Now, it’s too early to tell for sure if Mike was targeted, as so many officers have been in recent years. I think it was just timing. But, sir – the men and women behind the badge are our defenders and protectors here at home, just as our soldiers, airmen, Marines and sailors are overseas. They deserve the loyalty of the President of the United States. They must be held accountable when they do wrong, and they must meet a higher standard – but I sincerely hope you stay out of local situations unless you or your administration are asked to wade in.
You say you are a president who will bring law and order back to America. We can use it, sir. A lot of folks are scared right now, folks of every color, both behind and in front of the badge. You can change that, and I think you can do it without throwing either side under the proverbial bus.

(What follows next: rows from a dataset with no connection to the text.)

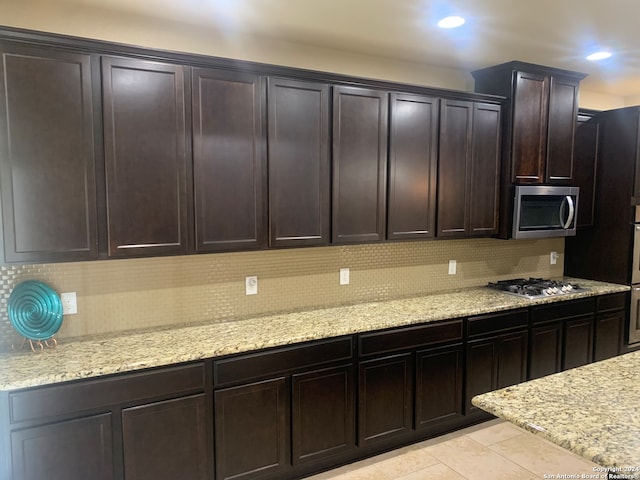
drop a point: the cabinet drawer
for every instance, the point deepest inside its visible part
(497, 322)
(277, 361)
(410, 337)
(72, 398)
(562, 310)
(615, 301)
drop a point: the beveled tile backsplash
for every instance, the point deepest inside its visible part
(120, 295)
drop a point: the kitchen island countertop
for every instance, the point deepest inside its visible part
(590, 410)
(135, 350)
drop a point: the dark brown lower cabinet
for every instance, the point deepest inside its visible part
(562, 336)
(385, 398)
(77, 449)
(495, 362)
(323, 414)
(252, 428)
(546, 350)
(578, 342)
(439, 375)
(611, 315)
(166, 440)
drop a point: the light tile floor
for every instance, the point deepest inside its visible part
(494, 450)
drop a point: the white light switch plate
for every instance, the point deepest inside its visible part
(251, 285)
(344, 276)
(69, 303)
(452, 267)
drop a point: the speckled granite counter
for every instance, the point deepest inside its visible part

In closing, Mr. President, I extend to you much the same invitation I did for your predecessor. Come down and spend some time in the country. I’ll take you to the diner where I eat lunch, and introduce you to Sue, so you can get a refresher course in the hard work that goes into a small business.
Maybe we can go have a cold drink at Pierce and Co., and you can talk to the folks buying farm supplies, building materials, hardware and the other things that make farms and contractors and homes operate.
Perhaps we can have some porch time with a friend who worked hard all his life and was successful, but now is facing the likelihood that he won’t be able to leave nearly as much to his wife and kids as he hoped. Since he’s facing a terminal illness, that time is likely much sooner than later, and much of what he worked for will be taken by the government, without even a thank you note.
I’d like to introduce you to some of the folks who, like Miss Rhonda and me, were utterly stymied when we actually believed the federal folks who said they were here to help after the hurricane.
I’d really like you to meet my friend George and Laurie, whose restaurant was destroyed by the same storm, but had to rebuild through the kindness of friends and the sweat of their brows. The restaurant is open again, by the way, with no thanks to the federal government.
I hope, sir, that listening to those folks would help you understand that while we are loyal Americans, and we understand the need for some government, we’re tired of a government that not only doesn’t help, but hinders.
Bring us together again as one people, Mr. Trump – then let us loose, and watch us succeed.